Using Hardware RAID cards and then creating passthrough/JBOD disks would work too, but that would mean you use an expensive controller that adds little value except the onboard cache. You would also require a BBU to use write-back safely. For SSDs it might be limiting IOps also (areca appears limited to 70.000 IOps; one SSD). A RAID of SSDs is best done with software RAID.


----------



## User23 (Apr 26, 2010)

Matty said:
			
		

> does the raid controller with enabled write cache really out perform a normal sata controller when using zfs? and at what workload (seq or random read/write)
> 
> What does the raid controller cache do so different then lets say 4gb of arc cache?



I dont think that the raid controller cache will outperform a sata controller under high workload while using zfs.
The reason why i use these 3ware controllers for ZFS installations too is that they are working 24/7 stable. They dont have the highest performance, they are "expensive" but i never run into big trouble with one of those the past 10 years on FreeBSD. But i think for private use it is not necessary to buy such expensive things.


----------



## phoenix (Apr 26, 2010)

Matty said:
			
		

> does the raid controller with enabled write cache really out perform a normal sata controller when using zfs? and at what workload (seq or random read/write)

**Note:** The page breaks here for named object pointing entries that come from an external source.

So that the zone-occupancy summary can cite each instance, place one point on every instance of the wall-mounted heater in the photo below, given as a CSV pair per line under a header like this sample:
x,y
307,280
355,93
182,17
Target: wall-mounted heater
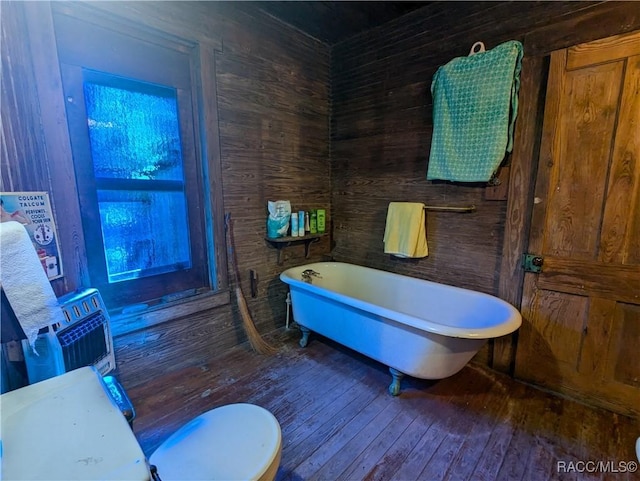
x,y
82,338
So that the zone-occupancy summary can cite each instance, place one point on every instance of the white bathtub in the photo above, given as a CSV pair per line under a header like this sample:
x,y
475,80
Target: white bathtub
x,y
416,327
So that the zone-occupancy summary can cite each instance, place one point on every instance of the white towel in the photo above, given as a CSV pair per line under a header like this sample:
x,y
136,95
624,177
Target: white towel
x,y
24,281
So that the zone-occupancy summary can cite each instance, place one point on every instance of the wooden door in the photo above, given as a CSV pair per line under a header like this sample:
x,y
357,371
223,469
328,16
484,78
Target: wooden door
x,y
581,329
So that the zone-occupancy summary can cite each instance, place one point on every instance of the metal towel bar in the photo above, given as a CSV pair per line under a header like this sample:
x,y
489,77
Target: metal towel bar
x,y
444,208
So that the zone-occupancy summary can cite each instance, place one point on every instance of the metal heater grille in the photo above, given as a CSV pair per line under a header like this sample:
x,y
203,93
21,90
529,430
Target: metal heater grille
x,y
84,343
85,336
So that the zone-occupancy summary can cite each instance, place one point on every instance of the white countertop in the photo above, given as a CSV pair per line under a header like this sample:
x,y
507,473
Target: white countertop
x,y
67,428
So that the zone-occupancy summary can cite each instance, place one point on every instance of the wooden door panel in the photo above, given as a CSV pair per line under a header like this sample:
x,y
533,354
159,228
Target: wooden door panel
x,y
624,355
575,199
581,314
613,281
620,239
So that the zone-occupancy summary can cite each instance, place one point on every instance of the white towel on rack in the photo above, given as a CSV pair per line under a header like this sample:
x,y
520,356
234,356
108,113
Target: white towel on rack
x,y
24,281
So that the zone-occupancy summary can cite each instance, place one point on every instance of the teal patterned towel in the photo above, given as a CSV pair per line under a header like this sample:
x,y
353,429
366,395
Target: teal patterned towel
x,y
472,101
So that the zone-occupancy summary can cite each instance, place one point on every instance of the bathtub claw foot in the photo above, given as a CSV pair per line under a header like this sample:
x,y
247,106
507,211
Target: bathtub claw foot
x,y
394,387
305,336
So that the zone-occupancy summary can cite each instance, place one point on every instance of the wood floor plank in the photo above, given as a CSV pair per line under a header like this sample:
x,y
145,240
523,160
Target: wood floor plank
x,y
339,422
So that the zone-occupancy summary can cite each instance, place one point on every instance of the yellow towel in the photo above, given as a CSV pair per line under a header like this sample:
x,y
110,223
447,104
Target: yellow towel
x,y
405,234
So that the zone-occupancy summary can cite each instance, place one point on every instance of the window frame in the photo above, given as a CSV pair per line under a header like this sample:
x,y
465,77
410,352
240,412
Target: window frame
x,y
201,78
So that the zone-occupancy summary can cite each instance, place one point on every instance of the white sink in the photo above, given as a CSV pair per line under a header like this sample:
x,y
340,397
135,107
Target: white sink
x,y
67,427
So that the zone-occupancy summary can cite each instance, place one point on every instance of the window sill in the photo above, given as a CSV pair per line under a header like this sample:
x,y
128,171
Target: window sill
x,y
122,324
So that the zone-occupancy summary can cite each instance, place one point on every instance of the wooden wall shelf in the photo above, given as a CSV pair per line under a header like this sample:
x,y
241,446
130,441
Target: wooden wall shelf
x,y
282,242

Couldn't tell you.  All of our servers use the same hardware and 3Ware controllers.



> What does the raid controller cache do so different then lets say 4gb of arc cache?



It's one more layer of caching.  The disk has an onboard cache (up to 64 MB).  The controller has an onboard cache (up to 1 GB).  ZFS has a second-level cache (L2ARC) of however many GB.  ZFS has a primary cache (ARC) of however many GB.  The application has a cache of however many MB/GB.

As you go down the stack, the cache gets smaller, but it also gets faster.


----------



## mcbamse (Apr 26, 2010)

sub_mesa said:
			
		

> If he wants bare disks (dumb hba) then he doesn't need a full fledged RAID controller.
> 
> Probably closest to his demands are these HBA cards:
> http://www.supermicro.com/products/accessories/addon/AOC-USAS-L8i.cfm
> ...



So you say this card will support single disk?

http://www.supermicro.com/products/accessories/addon/AOC-USAS2-L8i.cfm?TYP=E

I do not want to combine 2 or more disk, or mirror/striped anything.
No raid levels.


----------



## mcbamse (Apr 26, 2010)

and I forgot to mention.

Running XP pro and to be honest do not know what ZFS or HBA is.
I have messed around with RAID 0 and 5 before, but didn't like it.


----------



## DutchDaemon (Apr 26, 2010)

mcbamse said:
			
		

> and I forgot to mention.
> 
> Running XP pro and to be honest do not know what ZFS or HBA is.



Did you think this is a general hardware forum of some kind? We're here trying to support people using the FreeBSD operating system with hardware issues, and all replies will reflect that.. There are a trillion Windows hardware forums out there. Use those.


----------